Kalabalık harekete geçti, kapatılmış olan avlu kapısının önünde birikerek profesörün daha fazla ilerlemesine engel olmuştu. O da merdivenin başında durdu, biraz sonra da en üst basamağında göründü. Konuştu, bir uğultu sesini bastırdı. Biraz önce herkes kendisini sevdiği hâlde şimdi nefret ediyordu. Devlet yetkisini temsil ediyordu çünkü. Her sesini duyurmak isteyişinde bağrışmalar tekrar başlıyordu. Öğrencileri peşinden gelmeye sürüklemek için büyük bir jest yaptı, hep bir ağızdan öfkeli sözlerle karşılandı. Hor gören bir eda ile omuzlarını silkti, koridora daldı. Martinon tam o sırada sıvışmak için bulunduğu yerden faydalanmıştı.
“Ne korkak şeymiş!” dedi Frédéric.
“Temkinli davranıyor!” dedi bir başkası.
Kalabalıktan bir alkıştır koptu. Profesörün bozguna uğraması kalabalık için bir zaferdi. Meraklılar pencerelere dolmuş bakıyorlardı. Birkaç kişi Marseillaise’i söylemeye başlamıştı; kimileri Beranger’in evine gitmeyi teklif ediyordu.
“Lafitte’in evine!”
“Chateaubriand’ın evine!”
Bıyıklı delikanlı ise “Voltaire’in evine!” diye gürledi.
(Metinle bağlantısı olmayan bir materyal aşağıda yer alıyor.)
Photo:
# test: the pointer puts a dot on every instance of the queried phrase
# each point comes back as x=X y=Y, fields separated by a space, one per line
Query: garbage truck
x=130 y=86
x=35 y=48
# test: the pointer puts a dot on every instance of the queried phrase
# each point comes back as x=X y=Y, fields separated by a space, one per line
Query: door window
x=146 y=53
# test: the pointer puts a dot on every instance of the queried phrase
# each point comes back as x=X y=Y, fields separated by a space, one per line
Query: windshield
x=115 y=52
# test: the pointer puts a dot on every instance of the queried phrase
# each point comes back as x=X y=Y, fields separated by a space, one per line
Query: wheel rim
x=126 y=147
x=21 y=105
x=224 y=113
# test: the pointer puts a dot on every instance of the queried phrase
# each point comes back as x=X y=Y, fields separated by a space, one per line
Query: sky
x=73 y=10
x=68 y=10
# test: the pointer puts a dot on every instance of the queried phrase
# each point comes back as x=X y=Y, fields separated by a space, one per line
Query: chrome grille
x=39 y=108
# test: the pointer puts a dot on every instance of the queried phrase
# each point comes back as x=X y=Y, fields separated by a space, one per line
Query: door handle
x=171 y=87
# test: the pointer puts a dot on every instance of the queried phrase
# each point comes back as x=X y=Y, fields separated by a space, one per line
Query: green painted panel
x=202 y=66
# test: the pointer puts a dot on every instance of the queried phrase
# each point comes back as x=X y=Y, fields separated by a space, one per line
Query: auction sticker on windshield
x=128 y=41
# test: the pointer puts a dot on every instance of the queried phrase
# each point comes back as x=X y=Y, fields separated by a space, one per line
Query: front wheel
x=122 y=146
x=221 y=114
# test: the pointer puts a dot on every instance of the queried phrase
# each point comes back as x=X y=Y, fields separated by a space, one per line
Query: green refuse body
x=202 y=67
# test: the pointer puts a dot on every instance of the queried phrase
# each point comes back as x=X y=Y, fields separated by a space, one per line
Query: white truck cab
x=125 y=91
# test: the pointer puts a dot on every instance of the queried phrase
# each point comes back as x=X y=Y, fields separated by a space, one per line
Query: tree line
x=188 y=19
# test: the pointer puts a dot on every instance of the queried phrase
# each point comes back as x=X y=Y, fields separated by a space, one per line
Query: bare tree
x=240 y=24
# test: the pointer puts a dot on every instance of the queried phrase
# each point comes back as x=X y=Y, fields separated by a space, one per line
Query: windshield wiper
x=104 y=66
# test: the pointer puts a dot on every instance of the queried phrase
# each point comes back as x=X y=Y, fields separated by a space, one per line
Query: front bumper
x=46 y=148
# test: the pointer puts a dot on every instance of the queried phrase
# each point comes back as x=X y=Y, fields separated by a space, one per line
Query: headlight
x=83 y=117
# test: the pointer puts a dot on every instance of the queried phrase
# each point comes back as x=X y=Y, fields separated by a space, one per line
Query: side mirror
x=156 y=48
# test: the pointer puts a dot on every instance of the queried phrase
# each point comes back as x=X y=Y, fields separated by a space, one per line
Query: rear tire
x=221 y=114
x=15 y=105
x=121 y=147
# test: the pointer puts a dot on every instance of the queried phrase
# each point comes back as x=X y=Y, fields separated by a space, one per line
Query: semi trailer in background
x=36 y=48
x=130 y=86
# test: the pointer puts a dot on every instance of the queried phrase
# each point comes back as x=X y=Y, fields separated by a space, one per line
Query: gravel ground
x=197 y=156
Belediye çavuşları pek tatlılıkla, “Haydi baylar, çekilin, gidin!” diyerek kalabalığın arasında dolaşmaya çalışıyorlardı.
“Öldürenler kahrolsun!” diye bağırdı biri.
Eylül ayı kargaşalıklarından beri hiç ağızdan düşmeyen bir küfür olmuştu bu. Herkes bu küfrü tekrarladı. Genel asayişin muhafızları ıslıklanıyor, yuhalanıyordu. Muhafızların hepsinin de benzi sararmaya başlamıştı. İçlerinden biri daha fazla dayanamadı, yanına sokulup suratına karşı gülen ufak tefek bir delikanlıyı gözüne kestirerek öyle sertçe itti ki beş adım öteye, şarapçı dükkânının önüne arkaüstü yere düşürdü. Herkes bir tarafa çekildi, ama hemen ardından, saçları, bir avuç kıtık gibi muşamba kasketinin altından fırlayan Herkül gibi birisinden yediği yumrukla kendisi de yere yuvarlandı.
Birkaç dakika sonra Saint-Jacques Sokağı’nın başında yakalanınca elindeki geniş resim kartonunu fırlattığı gibi, belediye çavuşunun üstüne atıldı, hemen altına aldı, suratına yumruk atmaya başladı. Öteki çavuşlar koşuştular. Yaman delikanlı o kadar kuvvetliydi ki ancak dört kişi zapt edebildi. İkisi yakasına yapışmış, ikisi kollarından çekiyor, dizi ile karnına vurup duruyor, hepsi de haydut, katil, kışkırtıcı diye bağırıyordu. Üstü başı yırtılmış, göğsü bağrı açık olan delikanlı suçsuz olduğunu söylüyordu. Çocuğun dövüldüğünü görünce kendini tutamamıştı.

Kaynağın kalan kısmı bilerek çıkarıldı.